Recollections from the International Students’ Festival in Trondheim 2013
A
bruised Lilya is running, rather eluding, bare feet with disturbing heavy rock
music in the background. She looks numb, insensitive to the physical dimension of
pain, a life so torn apart, it cannot bear the light of life – she dies. She
reminded me of a couplet by a prolific Urdu poet (in Urdu).

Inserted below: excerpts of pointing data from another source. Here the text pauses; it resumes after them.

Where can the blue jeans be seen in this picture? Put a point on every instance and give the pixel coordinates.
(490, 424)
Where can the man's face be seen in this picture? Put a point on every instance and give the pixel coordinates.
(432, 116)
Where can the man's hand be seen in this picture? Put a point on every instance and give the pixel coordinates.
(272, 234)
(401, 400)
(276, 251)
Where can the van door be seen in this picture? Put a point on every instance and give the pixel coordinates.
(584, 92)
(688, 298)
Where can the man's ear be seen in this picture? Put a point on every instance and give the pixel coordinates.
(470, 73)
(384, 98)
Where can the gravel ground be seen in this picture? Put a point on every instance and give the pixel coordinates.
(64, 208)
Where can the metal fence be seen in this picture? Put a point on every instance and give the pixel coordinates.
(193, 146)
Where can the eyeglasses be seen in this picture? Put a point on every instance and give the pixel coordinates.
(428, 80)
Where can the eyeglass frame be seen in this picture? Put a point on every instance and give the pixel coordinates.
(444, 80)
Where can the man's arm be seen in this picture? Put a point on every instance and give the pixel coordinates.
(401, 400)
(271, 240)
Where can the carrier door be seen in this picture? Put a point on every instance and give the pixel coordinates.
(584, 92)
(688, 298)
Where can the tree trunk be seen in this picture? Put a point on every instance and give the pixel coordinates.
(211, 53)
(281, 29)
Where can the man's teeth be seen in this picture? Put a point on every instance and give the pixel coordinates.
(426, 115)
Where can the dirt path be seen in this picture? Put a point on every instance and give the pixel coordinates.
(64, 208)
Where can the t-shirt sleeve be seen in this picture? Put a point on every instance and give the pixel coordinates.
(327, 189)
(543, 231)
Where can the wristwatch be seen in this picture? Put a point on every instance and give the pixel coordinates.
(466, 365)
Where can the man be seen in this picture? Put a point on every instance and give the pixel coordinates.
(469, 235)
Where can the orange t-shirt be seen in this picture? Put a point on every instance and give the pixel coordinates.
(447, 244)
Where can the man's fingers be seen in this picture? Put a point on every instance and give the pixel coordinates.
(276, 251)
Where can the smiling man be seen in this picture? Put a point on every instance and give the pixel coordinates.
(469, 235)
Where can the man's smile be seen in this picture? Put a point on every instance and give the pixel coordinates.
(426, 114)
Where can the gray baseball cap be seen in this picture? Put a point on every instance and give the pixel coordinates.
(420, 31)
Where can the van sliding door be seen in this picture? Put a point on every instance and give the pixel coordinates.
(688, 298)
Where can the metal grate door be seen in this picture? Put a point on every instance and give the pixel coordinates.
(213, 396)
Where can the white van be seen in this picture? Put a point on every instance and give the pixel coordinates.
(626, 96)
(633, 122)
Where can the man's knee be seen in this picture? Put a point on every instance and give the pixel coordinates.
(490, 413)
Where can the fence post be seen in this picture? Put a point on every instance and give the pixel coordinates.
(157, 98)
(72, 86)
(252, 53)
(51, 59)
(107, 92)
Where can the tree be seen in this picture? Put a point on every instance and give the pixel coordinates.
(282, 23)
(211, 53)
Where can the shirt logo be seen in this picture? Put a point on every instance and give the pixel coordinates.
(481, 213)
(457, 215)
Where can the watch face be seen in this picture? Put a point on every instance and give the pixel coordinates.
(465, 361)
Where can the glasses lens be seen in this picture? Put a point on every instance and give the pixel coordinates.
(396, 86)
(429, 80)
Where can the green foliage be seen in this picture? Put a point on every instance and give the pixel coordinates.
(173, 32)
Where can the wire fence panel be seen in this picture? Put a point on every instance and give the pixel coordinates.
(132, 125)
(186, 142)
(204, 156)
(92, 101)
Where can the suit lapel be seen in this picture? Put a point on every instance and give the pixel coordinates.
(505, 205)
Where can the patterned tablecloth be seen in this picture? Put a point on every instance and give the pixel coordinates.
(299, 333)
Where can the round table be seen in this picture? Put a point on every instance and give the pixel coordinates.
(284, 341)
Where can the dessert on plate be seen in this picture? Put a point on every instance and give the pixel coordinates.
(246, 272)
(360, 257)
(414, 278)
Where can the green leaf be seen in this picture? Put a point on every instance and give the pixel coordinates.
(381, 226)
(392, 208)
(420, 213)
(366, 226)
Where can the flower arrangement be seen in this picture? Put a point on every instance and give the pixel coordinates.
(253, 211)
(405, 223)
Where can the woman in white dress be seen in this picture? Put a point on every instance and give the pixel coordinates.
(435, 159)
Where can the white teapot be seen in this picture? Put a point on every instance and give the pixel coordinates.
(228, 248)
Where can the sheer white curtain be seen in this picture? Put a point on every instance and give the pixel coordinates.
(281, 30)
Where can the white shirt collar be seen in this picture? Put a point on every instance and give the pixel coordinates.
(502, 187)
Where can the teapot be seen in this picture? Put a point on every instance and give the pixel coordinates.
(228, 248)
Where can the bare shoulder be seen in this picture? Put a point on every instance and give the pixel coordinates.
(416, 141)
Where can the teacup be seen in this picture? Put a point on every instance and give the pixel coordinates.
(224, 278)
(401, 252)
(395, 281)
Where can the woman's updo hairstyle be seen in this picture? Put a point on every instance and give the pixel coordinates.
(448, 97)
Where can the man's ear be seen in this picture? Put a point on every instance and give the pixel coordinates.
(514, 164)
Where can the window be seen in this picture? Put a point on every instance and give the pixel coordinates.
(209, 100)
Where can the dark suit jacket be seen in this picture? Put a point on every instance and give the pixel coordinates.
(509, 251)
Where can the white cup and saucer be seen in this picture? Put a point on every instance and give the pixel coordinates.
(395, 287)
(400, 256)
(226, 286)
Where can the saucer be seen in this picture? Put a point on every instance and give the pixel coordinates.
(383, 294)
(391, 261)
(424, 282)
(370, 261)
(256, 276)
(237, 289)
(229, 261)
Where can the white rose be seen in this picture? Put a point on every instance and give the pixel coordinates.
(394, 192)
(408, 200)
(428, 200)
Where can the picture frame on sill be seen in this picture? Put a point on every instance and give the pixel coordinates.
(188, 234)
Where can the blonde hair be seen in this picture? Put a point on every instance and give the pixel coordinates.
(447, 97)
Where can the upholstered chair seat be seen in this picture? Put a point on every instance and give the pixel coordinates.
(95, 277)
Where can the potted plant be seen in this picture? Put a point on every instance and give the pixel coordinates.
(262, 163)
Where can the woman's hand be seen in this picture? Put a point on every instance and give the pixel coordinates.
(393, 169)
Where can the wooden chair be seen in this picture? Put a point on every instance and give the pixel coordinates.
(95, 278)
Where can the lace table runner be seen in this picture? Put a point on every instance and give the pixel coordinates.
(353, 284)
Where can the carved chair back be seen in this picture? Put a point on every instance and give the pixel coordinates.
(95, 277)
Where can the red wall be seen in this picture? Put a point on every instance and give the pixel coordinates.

lai hayat aye, qaza le chali chale,
na apni khushi aye na apii khushi chale
Life brought me
here, let death take me away,
I didn’t come at
will, it’s not my will to go.
(Sheikh Ibrahim
Zauq)
Theatrical Release Poster of Lilya 4-Ever. Source: Google Images |
Lilya 4-Ever, starring Oksana Akinshina as Lilya, is a 2002 Swedish-Danish crime drama film and is loosely based on the loosely
based on the true case of Lithuanian girl Danguolė Rasalaitė. It was screened at the Vår Frue Church.
It is a
story of (in)human(e) trafficking and sexual slavery.
A story so sadistic, it presents to us, the dark monsters we’ve become, it
reminds that human morality is at its lowest ebb. It boldly exposes that behind
all the glitz and glamour, lie the foundations of modern-day slavery. It brings
to light our apathy, and that the noise, the distortions of the modern world
has deafened us to the cries of Lilya. It questions us, whether Lilya and many
other latent Lilyas die in vain? They died because we did nothing, knowing that
there are more slaves than has ever been in human history.
One
aspect of the story that struck me was Lilya’s betrayal to the lonely Volodya,
replicating what her mother has done to her.
The Vår Frue Church in Trondheim. Source: Google Images |
In
my opinion, the screening of this movie was one important instant in our
education. While, we sit and exchange views on human trafficking in our cozy
room at Nova Kino with abundant supplies (thanks to ISFiT and Jay), let us not
forget our fellow human beings who brave the miseries of life.